1. Field of the Invention
This invention generally relates to processes for identifying, developing and using new biotypes of soilborne biocontrol agents. More specifically it relates to mutagenic processes for converting soilborne rhizosphere-incompetent biocontrol agents into rhizosphere-competent biocontrol agents. The term "rhizosphere competence" has been employed to describe an attribute of rhizobia characterized by their consistent association with legume root nodules. Here, we use the term to describe the ability of a microorganism to grow and function in the developing rhizosphere.
2. Description of the Art
The protection of plants from infection by soilborne fungal and bacterial pathogens by use of antagonistic microorganisms is well known to the art. For example, it is known that various Trichoderma spp. such as Trichoderma harzianum Rifai act as biological control agents against certain plant diseases. Nonetheless, use of Trichoderma spp., as biocontrol agents has been rather limited. This is mainly because seed treatment with Trichoderma spp. generally does not provide continued protection for the emerging root system of the maturing plant.
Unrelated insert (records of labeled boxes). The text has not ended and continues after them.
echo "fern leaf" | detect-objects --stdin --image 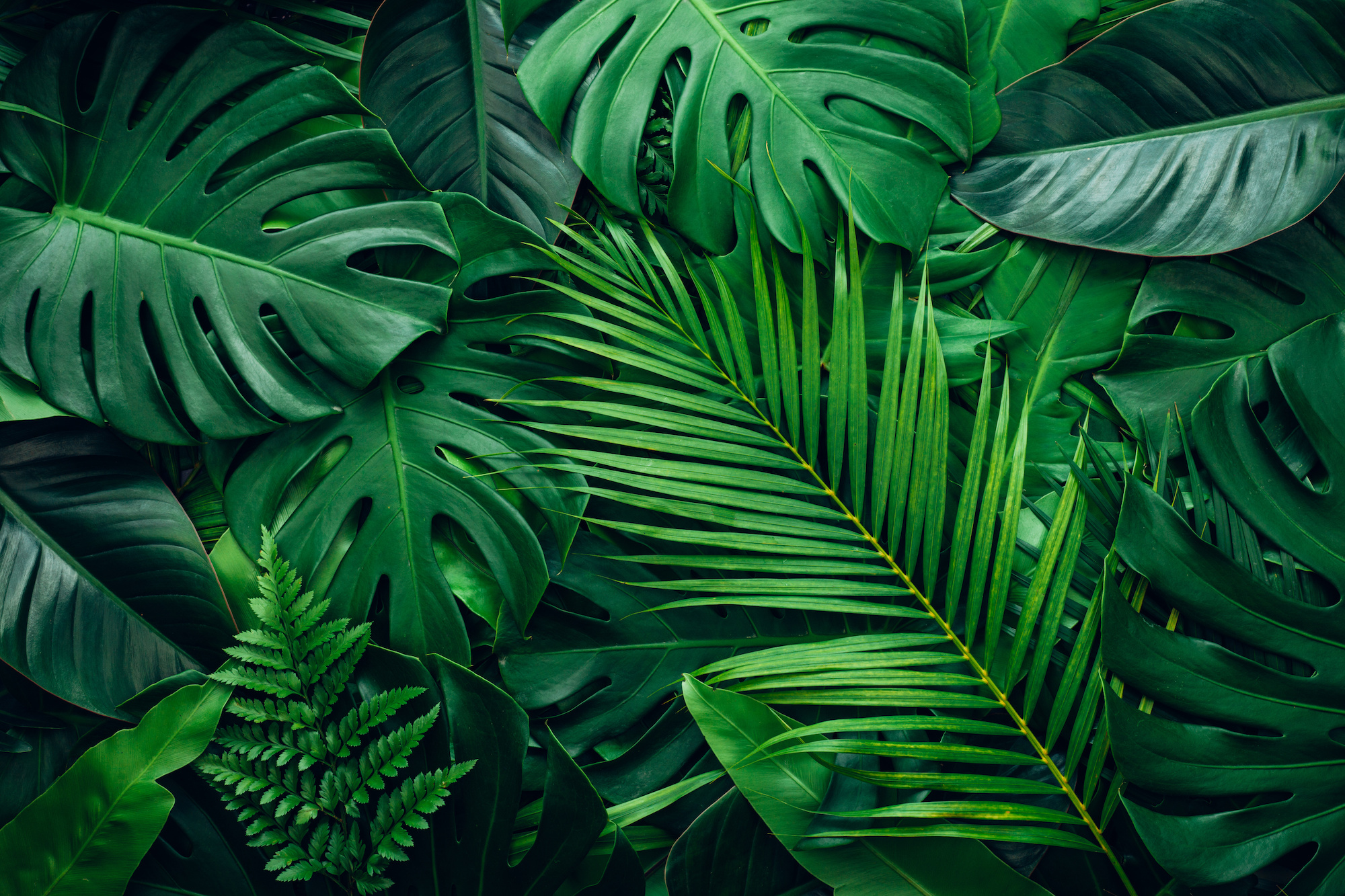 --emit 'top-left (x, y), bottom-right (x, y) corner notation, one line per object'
(369, 759), (476, 874)
(327, 688), (425, 758)
(338, 706), (438, 815)
(210, 661), (304, 697)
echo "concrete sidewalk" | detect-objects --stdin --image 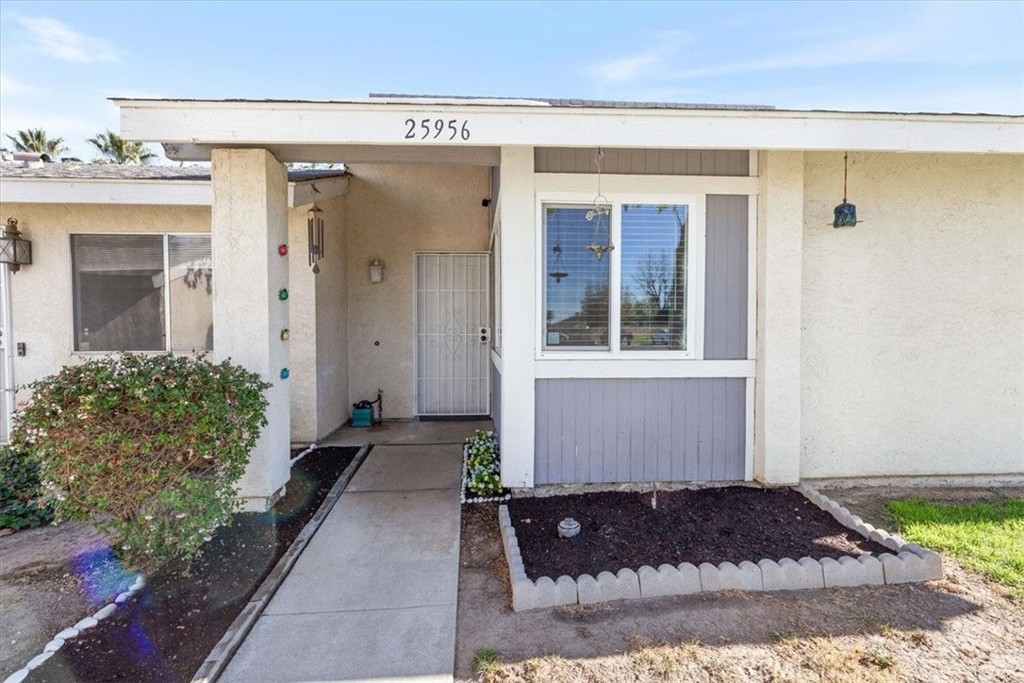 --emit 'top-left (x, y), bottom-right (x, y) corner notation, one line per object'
(225, 443), (462, 683)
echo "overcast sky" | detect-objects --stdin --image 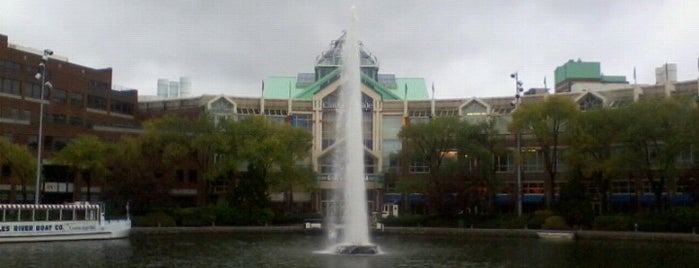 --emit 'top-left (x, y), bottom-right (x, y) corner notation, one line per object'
(0, 0), (699, 99)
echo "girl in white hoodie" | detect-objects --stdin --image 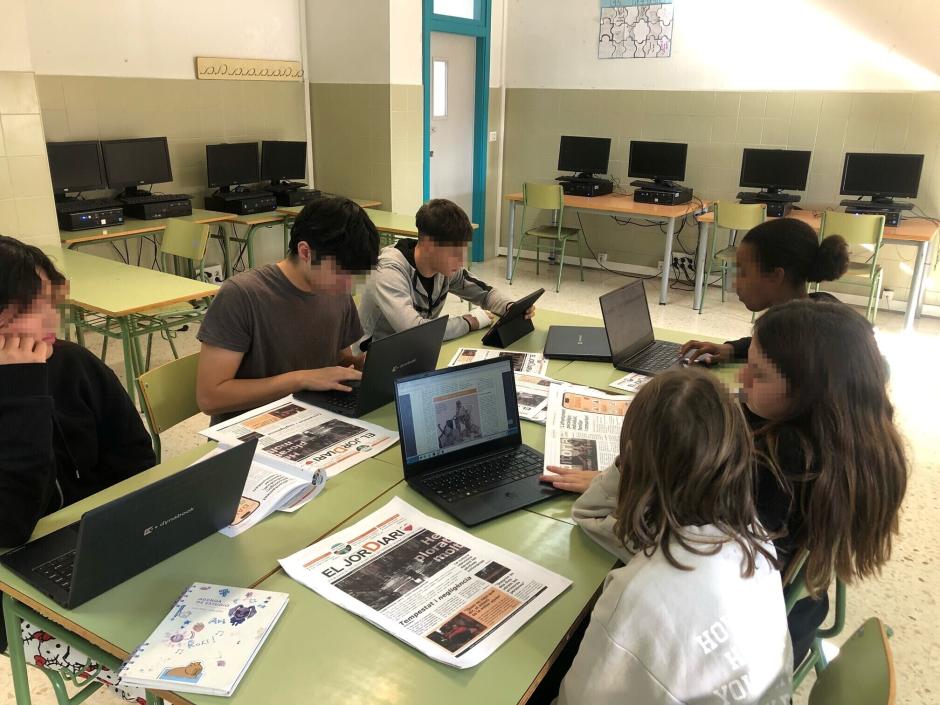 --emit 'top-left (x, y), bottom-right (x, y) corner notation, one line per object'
(558, 369), (791, 705)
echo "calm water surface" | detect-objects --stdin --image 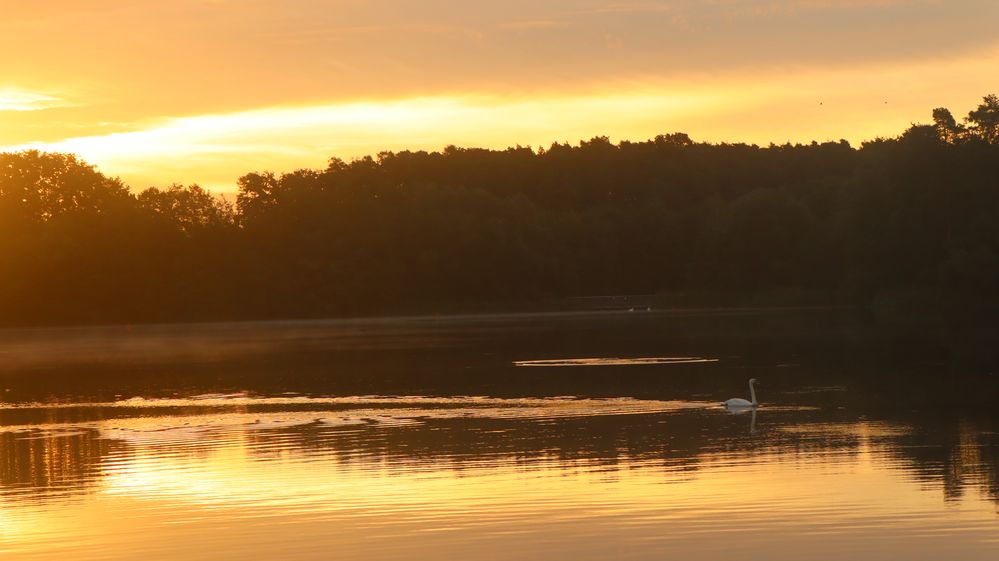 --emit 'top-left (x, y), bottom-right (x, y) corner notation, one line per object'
(0, 314), (999, 561)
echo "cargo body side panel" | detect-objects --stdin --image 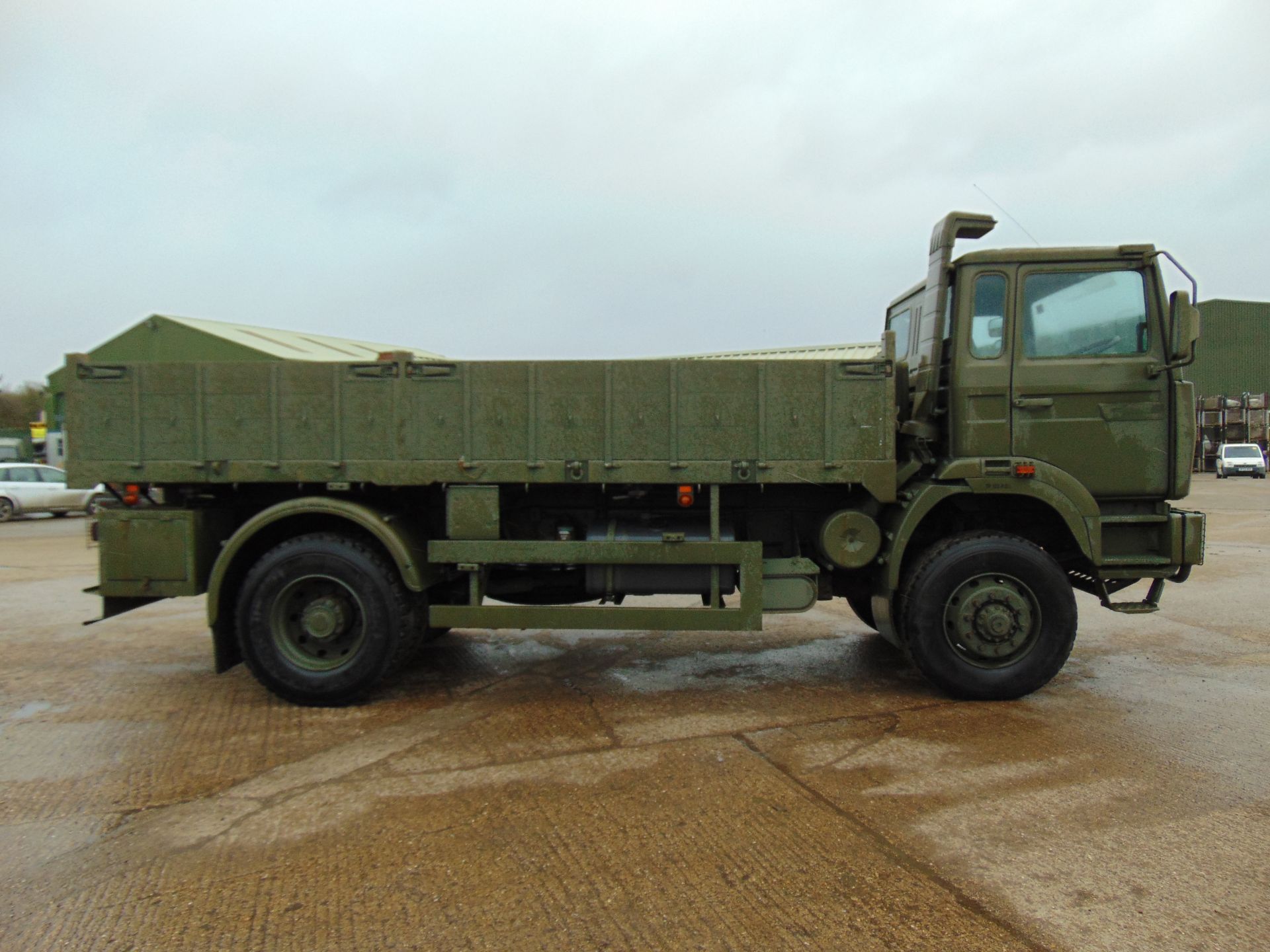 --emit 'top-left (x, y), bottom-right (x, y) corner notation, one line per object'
(67, 356), (896, 501)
Such seed treatment does serve to reduce preemergence damping-off but the root system is left unprotected. It is generally believed that this failure to protect the root system is because Trichoderma spp. are not rhizosphere-competent, see for example, Papavizas, G. C., Phytopathology 72: 121-125 (1982) and Chao, W. L., et al., Phytopathology 76: 60-65 (1986). Therefore, a need clearly exists for more effective methods for inducing biocontrol agents to colonize a plant's developing root system as well as its spermosphere.
This need has been partially met in the realm of certain bacterial biocontrol agents; see for example, Mendez-Castro, F. A. and Alexander, M., Method for establishing a bacterial inoculum on corn roots, Appl. Eviron., Microbiol. 45: 254-258 (1983). A similar plant protection strategy has been applied to fungal biocontrol agents (Ahmad, J. S., and Baker, R., Induction of rhizosphere competence in Trichoderma harzianum (Abstr.) Phytopathology 75: 1302 (1985)). This work indicated that when benomyl-tolerant mutants of Trichoderma harzianum Rifai were applied to seeds, the roots became colonized. However, the reason or reasons as to why such mutants are rhizosphere-competent, were not apparent. It seemed that many of the results obtained from following this research strategy were inconsistent and/or in conflict with what was then known about rhizosphere-competence. For example, it should be noted that the Papavizas article previously cited discloses the use of benomyl tolerant isolates of T. harzianum, obtained by ultraviolet light irradiation to test for rhizosphere-competence of bean and pea seedlings. However, Applicants found that ultraviolet mutants, tolerant to benomyl were not rhizosphere competent. Moreover, reports by other workers (see for example, Garrett, S. D., Pathogenic root-infected fungi, Cambridge University Press (1970)) postulated the theory that the share of a substrate obtained by any particular fungal species is determined partly by its intrinsic competitive saprophytic ability and partly by the balance between its inoculum potential and that of competing species. This report also theorized that production of, and tolerance to, antibiotics is another important attribute of successful rhizosphere fungi.
All of these theories were however, to some degree, inconsistent with the results of Applicants' rhizosphere competence tests. For example, Applicants found that both the mutants and the wild types had the same population density when applied to seeds. Moreover, none of Applicants' mutant strains have antibiotic activity in vitro except for a routing factor seen in the hyphal cytoplasm, at microscopic levels affecting Pythium spp. In trying to reconcile these theoretical and/or evidentiary conflicts, as well as those relating to the nature of the plant root surfaces themselves (see Foster, R. C., Rovira, A. D., and Cock, T. W., Ultrastructure of the Root-Soil Interface. Am. Phytopath. Soc., St. Paul, Minn. (1983)), Applicants postulated that rhizosphere-competence was somehow related to a possible possession by the mutant strains of enzymes for cellulase degradation. The subsequent finding by the Applicants that a wide variety of rhizosphere-competent Trichoderma mutant strains do in fact possess increased cellulase degradation capabilities, is a key aspect of the overall teachings of this disclosure.